La terza posizione, “i non possibilisti per motivi culturali”, invece sostengono che un’eventuale unione mini seriamente la vitalità della cultura Occitana; cioè che spostando il centro del potere ad Acquappesa (perché tra i due è il comune con più abitanti) le attenzioni che si hanno ora nei confronti della minoranza linguistica occitana presente a Guardia Piemontese andrebbero a scomparire. Domenico Iacovo presidente dell’associazione culturale “Guardia D’oc” dice “Metti una goccia di inchiostro nero in un litro di acqua e si vede poco, ma si vede, mettilo in 5 litri d’acqua e non si vede più“.
I più maliziosi riguardo a quest’ultima posizione dicono che in realtà il problema non è la cultura D’Oc, ma la perdita di potere che i politici guardioli (di Guardia Paese) subirebbero dall’eventuale fusione; lo ripeto, demograficamente gli acquappesani sono di più.

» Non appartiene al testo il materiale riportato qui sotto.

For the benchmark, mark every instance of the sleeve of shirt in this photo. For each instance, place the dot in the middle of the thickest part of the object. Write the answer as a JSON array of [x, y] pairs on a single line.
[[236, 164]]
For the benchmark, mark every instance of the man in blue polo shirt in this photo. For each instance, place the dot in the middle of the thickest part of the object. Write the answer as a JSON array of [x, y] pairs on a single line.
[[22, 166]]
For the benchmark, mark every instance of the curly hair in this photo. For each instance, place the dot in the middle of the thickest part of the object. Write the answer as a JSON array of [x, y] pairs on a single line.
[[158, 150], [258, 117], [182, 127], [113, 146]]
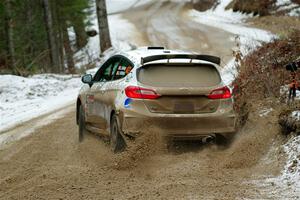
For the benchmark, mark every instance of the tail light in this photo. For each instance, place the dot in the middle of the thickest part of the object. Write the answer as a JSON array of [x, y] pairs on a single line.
[[136, 92], [220, 93]]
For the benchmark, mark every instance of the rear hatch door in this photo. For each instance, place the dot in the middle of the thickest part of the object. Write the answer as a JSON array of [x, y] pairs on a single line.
[[183, 87]]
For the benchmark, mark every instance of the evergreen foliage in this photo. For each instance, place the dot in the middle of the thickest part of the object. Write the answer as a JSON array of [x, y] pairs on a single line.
[[27, 23]]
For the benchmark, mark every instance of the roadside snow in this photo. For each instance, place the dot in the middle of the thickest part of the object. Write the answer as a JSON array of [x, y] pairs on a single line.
[[22, 99], [233, 22], [116, 6], [287, 5]]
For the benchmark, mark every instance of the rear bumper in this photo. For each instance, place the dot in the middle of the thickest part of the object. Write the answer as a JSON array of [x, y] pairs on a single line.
[[180, 126]]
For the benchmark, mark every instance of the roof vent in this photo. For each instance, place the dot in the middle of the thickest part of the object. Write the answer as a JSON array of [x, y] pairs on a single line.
[[155, 48]]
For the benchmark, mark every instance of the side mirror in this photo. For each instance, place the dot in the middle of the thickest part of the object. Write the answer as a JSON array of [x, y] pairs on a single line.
[[88, 79], [91, 33]]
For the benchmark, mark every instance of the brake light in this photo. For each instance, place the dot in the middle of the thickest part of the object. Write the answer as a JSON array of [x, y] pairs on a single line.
[[136, 92], [220, 93]]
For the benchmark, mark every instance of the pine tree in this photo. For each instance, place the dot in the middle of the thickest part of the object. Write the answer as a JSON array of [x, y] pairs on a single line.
[[105, 42]]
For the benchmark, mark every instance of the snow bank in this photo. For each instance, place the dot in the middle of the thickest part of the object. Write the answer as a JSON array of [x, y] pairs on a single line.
[[293, 9], [116, 6], [22, 99], [233, 22]]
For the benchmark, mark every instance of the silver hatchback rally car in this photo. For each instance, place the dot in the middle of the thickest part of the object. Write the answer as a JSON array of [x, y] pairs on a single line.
[[179, 92]]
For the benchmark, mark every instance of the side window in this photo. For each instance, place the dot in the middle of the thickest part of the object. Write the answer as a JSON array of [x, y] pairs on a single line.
[[105, 73], [122, 69]]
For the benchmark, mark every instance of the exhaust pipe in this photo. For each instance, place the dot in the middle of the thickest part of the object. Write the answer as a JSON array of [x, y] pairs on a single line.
[[208, 139]]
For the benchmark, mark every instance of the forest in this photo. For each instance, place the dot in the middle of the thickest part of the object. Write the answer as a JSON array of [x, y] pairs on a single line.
[[41, 36]]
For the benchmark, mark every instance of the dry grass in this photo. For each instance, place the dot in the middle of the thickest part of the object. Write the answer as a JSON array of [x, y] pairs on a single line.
[[260, 7], [263, 73], [280, 25]]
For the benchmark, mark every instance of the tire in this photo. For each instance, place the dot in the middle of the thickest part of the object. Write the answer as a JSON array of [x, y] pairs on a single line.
[[117, 143], [81, 124], [224, 141]]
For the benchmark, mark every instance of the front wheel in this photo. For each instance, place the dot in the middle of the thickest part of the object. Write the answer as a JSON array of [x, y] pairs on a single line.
[[117, 142]]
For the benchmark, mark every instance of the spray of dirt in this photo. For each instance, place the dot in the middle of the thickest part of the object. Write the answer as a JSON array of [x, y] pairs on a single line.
[[252, 141], [146, 145]]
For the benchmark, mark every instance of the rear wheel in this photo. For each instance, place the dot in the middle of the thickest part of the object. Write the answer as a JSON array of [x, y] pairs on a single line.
[[81, 124], [117, 142], [224, 141]]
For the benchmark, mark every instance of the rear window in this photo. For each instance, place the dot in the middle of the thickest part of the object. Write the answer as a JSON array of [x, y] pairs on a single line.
[[179, 75]]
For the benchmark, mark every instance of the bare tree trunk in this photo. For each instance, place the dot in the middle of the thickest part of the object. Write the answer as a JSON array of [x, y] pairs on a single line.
[[105, 42], [81, 37], [68, 51], [51, 37], [59, 39], [10, 35]]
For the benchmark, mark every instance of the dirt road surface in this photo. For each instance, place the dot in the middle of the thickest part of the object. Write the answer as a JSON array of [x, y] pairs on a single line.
[[51, 164]]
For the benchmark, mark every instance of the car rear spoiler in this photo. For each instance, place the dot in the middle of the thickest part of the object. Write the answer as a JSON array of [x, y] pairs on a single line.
[[208, 58]]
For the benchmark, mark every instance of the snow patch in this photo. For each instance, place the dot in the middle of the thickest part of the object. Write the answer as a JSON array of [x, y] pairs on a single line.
[[22, 99]]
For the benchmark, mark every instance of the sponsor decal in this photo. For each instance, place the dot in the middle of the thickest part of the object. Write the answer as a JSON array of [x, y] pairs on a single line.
[[127, 102]]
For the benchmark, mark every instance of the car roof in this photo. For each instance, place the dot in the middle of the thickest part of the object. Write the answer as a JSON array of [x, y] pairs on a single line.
[[136, 55]]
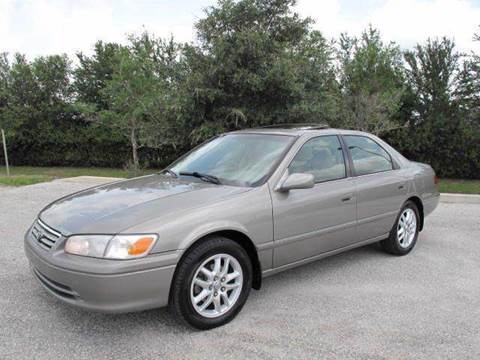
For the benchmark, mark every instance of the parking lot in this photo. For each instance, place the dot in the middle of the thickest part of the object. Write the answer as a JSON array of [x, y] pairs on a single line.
[[363, 304]]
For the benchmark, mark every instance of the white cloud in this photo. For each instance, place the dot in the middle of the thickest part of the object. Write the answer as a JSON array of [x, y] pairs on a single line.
[[41, 27], [405, 21]]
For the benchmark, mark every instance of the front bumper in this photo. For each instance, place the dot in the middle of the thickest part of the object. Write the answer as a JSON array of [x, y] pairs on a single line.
[[112, 287]]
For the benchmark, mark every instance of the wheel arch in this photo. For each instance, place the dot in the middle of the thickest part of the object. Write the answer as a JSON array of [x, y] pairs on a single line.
[[418, 202], [240, 238]]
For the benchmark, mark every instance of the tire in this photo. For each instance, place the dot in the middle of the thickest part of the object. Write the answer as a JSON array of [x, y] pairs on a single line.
[[223, 291], [397, 244]]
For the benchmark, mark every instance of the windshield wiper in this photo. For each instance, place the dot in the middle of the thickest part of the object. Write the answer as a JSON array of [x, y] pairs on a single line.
[[169, 172], [204, 177]]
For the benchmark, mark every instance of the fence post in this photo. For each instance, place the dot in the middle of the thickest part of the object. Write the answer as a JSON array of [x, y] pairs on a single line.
[[5, 152]]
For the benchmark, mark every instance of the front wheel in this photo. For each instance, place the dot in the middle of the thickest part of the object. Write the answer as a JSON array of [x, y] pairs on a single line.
[[404, 233], [212, 283]]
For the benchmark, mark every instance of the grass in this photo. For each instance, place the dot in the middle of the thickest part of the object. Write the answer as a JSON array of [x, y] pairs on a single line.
[[27, 175], [459, 186]]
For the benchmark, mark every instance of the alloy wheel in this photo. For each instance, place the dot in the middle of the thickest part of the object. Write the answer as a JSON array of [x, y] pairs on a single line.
[[216, 285], [407, 228]]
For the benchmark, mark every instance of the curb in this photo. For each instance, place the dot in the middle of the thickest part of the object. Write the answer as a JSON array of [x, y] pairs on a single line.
[[459, 198], [85, 178]]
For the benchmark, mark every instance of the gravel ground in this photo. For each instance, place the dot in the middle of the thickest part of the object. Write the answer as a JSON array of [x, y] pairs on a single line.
[[363, 304]]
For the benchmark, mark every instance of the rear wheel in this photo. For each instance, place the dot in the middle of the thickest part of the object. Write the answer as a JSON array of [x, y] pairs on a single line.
[[404, 233], [211, 283]]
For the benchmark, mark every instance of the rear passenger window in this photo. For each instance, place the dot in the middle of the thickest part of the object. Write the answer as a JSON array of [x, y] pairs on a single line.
[[322, 157], [368, 157]]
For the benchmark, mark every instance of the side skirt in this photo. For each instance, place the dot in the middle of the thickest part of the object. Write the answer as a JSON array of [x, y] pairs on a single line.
[[274, 271]]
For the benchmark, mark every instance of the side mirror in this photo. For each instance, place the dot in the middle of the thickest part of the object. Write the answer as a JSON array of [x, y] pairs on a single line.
[[297, 181]]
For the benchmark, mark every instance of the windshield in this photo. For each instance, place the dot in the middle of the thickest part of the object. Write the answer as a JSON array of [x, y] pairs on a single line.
[[236, 159]]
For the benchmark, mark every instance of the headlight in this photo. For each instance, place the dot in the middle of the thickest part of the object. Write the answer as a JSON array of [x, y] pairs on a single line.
[[111, 247]]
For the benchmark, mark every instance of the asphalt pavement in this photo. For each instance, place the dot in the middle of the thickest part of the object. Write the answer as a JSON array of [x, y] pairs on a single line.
[[362, 304]]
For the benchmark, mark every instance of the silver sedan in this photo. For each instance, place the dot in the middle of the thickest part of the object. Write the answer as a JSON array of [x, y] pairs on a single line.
[[247, 204]]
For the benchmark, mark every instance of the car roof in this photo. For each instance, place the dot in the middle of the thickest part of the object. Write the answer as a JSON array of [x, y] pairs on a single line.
[[297, 130]]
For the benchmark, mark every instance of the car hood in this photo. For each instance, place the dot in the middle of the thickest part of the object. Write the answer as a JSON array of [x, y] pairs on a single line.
[[118, 206]]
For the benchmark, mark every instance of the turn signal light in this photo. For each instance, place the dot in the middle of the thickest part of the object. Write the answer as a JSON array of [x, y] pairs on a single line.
[[141, 245]]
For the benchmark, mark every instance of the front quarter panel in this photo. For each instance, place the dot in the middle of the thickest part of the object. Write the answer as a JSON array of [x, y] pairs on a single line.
[[249, 213]]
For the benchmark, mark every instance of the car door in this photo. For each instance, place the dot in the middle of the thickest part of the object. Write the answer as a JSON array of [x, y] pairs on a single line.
[[308, 222], [381, 189]]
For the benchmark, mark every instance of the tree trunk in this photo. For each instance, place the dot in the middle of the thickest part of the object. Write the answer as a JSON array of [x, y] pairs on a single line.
[[133, 141]]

Di fatti anche nelle ultime elezioni amministrative di Guardia Piemontese la schiera di candidati “guardioli” era piuttosto folta.
Io un’opinione in merito ancora non me la sono fatta, ma delle cose le voglio dire: “Trovo ingiusto che la cultura debba andare a mescolarsi con manovre politiche ed economiche che con il passare del tempo vanno a dissolvere tutto ciò che rappresenta le fondamenta di una cultura e di un popolo con una storia” questa frase è stata estrapolata dalla discussione su Facebook, non vi sembra che sia esagerata come posizione? perché la mescolanza di culture dovrebbe essere dannosa per storia di Guardia Paese? e poi, si parla di culture; ma siamo sicuri che Guardia, Acquappesa, Fuscaldo ecc. abbiano origini diverse? sono almeno 600 anni che i paesi della costa calabra dividono sfortune e fortune e si mescolano “geneticamente”; non penso che abbia senso parla in questi termini.
Altro discorso è quello economico, di questo non parlo perché non ho tutti i dati in mano; mentre il comune di Acquappesa ha il bilancio pubblicato quello di Guardia Piemontese no, sul sito c’è scritto da almeno 8 mesi che “i dati verranno pubblicati entro 48 ore“. E poi anche avendo i dati, bisognerebbe fare un discorso di più ampio respiro. Una cosa è certa, è vero che l’Italia è una nazione a forte vocazione comunale (vedi le guerre del XII secolo fra i liberi comuni e l’Impero), ma ha senso nella situazione attuale avere 100 comuni da 1000 abitanti l’uno che invece di cooperare si fanno la guerra? D’altro canto se l’eventuale fusione avvantaggia solo uno dei due comuni, è bene che non si faccia.
Per finire faccio io una proposta: ma invece della fusione, non possiamo discutere sul costruire un consorzio turistico efficiente che riguardi tutta la “riviera dei cedri”? so che ci sono delle unioni formali, come quella fra Cetraro ed Acquappesa, ma sembrano solo un proforma e nient’altro, e quindi difficilmente sarebbero utili per rivitalizzare l’economia locale.